Chinese President Xi Jinping holds talks with U.S. President Barack Obama at the Sunnylands estate in California on June 8 [Xinhua Photo]



The meeting between President Xi Jinping and President Barack Obama at Sunnylands, the former Annenberg estate in Rancho Mirage, California, on June 7-8 was unprecedented in its relatively informal format. More importantly, the meeting was a significant step forward in the process of forging a new type of great power relations between China and the United States.

Informal format

While an informal meeting between Chinese and American leaders is not without precedent—President Jiang Zemin visited U.S. President George W. Bush at his ranch in Texas before they both attended the Asia-Pacific Economic Cooperation meetings in Mexico in 2002­—the scope and tone were unique for a meeting of Chinese and U.S. presidents. Such a casual setting, encouraged by the informality of both men (be it Xi's call to serve only "four dishes and a soup" at official banquets or Obama's "beer summits"), showed their willingness to apply that informal approach to bettering China-U.S. relations.

The informal setting, which will be repeated at a future Xi-Obama summit in China, began the process of building a more personal, more cooperative and more sincere relationship between the two leaders. The ultimate beneficiary is China-U.S. relations, as well as the world, largely through an improved level of trust, openness and cooperation between the world's two preeminent powers.

Xi and Obama held eight hours of talks—including roughly 50 minutes one on one, with no aides other than their interpreters—that covered a range of bilateral, regional and global issues of common concern.
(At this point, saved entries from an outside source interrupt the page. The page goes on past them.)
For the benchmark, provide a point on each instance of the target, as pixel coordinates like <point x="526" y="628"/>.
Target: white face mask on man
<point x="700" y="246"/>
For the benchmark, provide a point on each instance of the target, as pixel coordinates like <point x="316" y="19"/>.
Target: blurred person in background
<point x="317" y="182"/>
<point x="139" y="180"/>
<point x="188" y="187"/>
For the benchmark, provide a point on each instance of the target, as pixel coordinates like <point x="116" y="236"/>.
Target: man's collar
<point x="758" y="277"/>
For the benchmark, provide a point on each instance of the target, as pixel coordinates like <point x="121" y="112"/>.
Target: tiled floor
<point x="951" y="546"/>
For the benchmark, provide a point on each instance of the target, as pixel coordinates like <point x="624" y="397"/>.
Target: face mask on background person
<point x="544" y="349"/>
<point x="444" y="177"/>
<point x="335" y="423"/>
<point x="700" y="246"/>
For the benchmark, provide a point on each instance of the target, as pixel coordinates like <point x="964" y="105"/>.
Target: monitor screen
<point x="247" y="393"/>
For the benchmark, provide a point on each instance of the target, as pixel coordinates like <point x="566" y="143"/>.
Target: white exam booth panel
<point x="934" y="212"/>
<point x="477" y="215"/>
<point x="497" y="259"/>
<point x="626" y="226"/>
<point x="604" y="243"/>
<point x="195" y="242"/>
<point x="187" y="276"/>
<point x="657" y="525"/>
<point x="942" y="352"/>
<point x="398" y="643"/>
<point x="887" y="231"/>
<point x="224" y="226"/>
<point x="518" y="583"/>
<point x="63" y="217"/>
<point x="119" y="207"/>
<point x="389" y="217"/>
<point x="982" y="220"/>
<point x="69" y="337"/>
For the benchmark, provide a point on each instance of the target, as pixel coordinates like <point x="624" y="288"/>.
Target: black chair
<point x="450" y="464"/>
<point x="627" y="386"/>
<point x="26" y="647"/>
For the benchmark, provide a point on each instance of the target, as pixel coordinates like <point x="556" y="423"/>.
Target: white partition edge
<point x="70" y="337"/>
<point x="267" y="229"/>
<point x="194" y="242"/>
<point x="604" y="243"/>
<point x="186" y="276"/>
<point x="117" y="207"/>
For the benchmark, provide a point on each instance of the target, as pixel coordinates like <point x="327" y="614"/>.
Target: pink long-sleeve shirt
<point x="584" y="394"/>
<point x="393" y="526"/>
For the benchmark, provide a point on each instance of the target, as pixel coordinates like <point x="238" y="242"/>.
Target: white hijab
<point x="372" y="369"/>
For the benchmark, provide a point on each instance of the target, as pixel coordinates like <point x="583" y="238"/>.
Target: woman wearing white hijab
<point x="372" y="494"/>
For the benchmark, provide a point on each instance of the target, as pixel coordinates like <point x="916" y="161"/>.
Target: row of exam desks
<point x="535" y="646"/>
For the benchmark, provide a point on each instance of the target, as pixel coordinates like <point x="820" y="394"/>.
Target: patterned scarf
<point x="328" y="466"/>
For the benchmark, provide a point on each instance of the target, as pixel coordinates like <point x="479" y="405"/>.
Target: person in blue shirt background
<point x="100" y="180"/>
While their talks on the first evening explored security and geopolitical issues, the meetings on the second day focused primarily on economic and trade issues.

What was notable about this summit is that American and Chinese presidents had never sat down outside Beijing or Washington for a wide-ranging dialogue that continued for many hours, unconstrained by the formalities that come with an official visit. While the meeting lacked most of the usual White House ceremonial honors reserved for a visiting leader, the lack of pomp and circumstance began a new, and promising, phase in China-U.S. relations, one not seen since President Richard Nixon's meeting with Chairman Mao Zedong in 1972.
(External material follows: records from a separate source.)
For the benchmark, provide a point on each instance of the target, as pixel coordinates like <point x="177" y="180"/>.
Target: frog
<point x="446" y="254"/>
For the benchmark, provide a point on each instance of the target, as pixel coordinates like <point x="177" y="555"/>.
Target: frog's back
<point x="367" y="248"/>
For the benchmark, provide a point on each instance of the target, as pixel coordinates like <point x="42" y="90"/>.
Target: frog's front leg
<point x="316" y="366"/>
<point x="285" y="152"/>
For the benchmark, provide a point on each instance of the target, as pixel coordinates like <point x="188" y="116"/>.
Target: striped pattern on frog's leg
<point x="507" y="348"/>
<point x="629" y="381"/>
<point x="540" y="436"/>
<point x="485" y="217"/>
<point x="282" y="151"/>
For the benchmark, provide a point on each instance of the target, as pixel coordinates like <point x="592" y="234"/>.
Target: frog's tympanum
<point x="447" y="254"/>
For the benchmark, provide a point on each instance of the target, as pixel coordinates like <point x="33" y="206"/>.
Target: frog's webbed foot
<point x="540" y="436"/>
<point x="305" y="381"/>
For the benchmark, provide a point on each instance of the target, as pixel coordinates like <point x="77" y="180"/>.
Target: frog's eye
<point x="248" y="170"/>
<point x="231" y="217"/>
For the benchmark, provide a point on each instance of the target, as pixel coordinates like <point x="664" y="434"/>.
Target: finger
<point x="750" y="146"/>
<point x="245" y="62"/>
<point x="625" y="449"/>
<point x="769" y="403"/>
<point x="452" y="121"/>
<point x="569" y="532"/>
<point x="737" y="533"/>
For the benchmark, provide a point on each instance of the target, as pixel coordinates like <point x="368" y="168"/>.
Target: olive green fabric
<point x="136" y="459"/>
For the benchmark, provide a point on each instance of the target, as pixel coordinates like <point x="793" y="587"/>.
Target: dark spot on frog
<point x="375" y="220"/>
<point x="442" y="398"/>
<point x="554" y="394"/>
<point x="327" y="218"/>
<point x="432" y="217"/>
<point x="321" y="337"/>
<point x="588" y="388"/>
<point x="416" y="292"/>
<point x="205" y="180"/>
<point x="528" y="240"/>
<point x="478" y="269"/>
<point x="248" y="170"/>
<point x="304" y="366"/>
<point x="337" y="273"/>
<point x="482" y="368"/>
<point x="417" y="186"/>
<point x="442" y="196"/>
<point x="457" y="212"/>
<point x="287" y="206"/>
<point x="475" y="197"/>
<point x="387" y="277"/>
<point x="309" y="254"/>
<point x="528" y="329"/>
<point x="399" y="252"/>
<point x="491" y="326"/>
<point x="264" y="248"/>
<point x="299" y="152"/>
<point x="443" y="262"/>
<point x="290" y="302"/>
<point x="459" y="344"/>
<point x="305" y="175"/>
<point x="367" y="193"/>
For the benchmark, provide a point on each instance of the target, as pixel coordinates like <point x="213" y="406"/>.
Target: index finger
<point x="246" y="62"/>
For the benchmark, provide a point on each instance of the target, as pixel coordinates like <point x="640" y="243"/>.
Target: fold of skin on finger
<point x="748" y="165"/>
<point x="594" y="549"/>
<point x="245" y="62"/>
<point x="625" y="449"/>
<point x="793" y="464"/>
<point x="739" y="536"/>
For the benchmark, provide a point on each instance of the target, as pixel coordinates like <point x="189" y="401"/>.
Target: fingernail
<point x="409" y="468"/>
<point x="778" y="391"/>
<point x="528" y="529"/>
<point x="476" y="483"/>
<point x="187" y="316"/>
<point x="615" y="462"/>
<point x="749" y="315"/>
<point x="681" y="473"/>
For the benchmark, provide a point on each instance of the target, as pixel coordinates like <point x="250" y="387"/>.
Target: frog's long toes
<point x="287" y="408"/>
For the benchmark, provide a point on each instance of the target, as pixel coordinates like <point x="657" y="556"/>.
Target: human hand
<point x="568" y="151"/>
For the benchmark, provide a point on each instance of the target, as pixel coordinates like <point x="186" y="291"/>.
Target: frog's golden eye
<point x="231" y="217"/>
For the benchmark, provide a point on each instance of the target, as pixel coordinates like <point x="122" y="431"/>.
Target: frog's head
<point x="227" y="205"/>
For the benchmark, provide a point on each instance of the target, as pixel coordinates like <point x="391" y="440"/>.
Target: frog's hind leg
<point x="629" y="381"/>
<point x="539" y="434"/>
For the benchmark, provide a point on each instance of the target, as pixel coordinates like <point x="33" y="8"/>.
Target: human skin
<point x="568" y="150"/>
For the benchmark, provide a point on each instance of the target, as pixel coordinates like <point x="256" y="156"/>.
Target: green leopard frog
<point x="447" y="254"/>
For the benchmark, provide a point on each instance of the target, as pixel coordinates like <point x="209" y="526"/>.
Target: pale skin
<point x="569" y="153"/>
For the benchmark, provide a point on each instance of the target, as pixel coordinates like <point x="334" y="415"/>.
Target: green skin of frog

The informal setting provided Xi and Obama with the opportunity to begin an ongoing and constructive dialogue between the two nations that will avoid confrontation and foster genuine cooperation on a range of shared economic and diplomatic issues. While some important issues were raised in the summit, it will probably be best remembered as the "shirt sleeve summit," where the leaders of the world's two most important nations got to know each other just a little bit better. The fact that Xi agreed to meet Obama in the United States (technically, it was Obama's turn to visit China) was a positive sign in China-U.S. relations. It signaled to the world the significance that both nations place on healthier China-U.S. relations.

The summit was the culmination of a series of recent high-level China-U.S. meetings that have emphasized a new tone of cooperation between the two nations. And just in time, considering that the state of China-U.S. relations over the last few years has been one of growing distrust on the part of both nations over long-term goals and intentions. Continuity and change in both Beijing and Washington, with Obama's re-election last November and the confirmation of President Xi and his leadership team in March, have provided the two nations with an opportunity for closer cooperation on a host of issues of mutual interest and concern.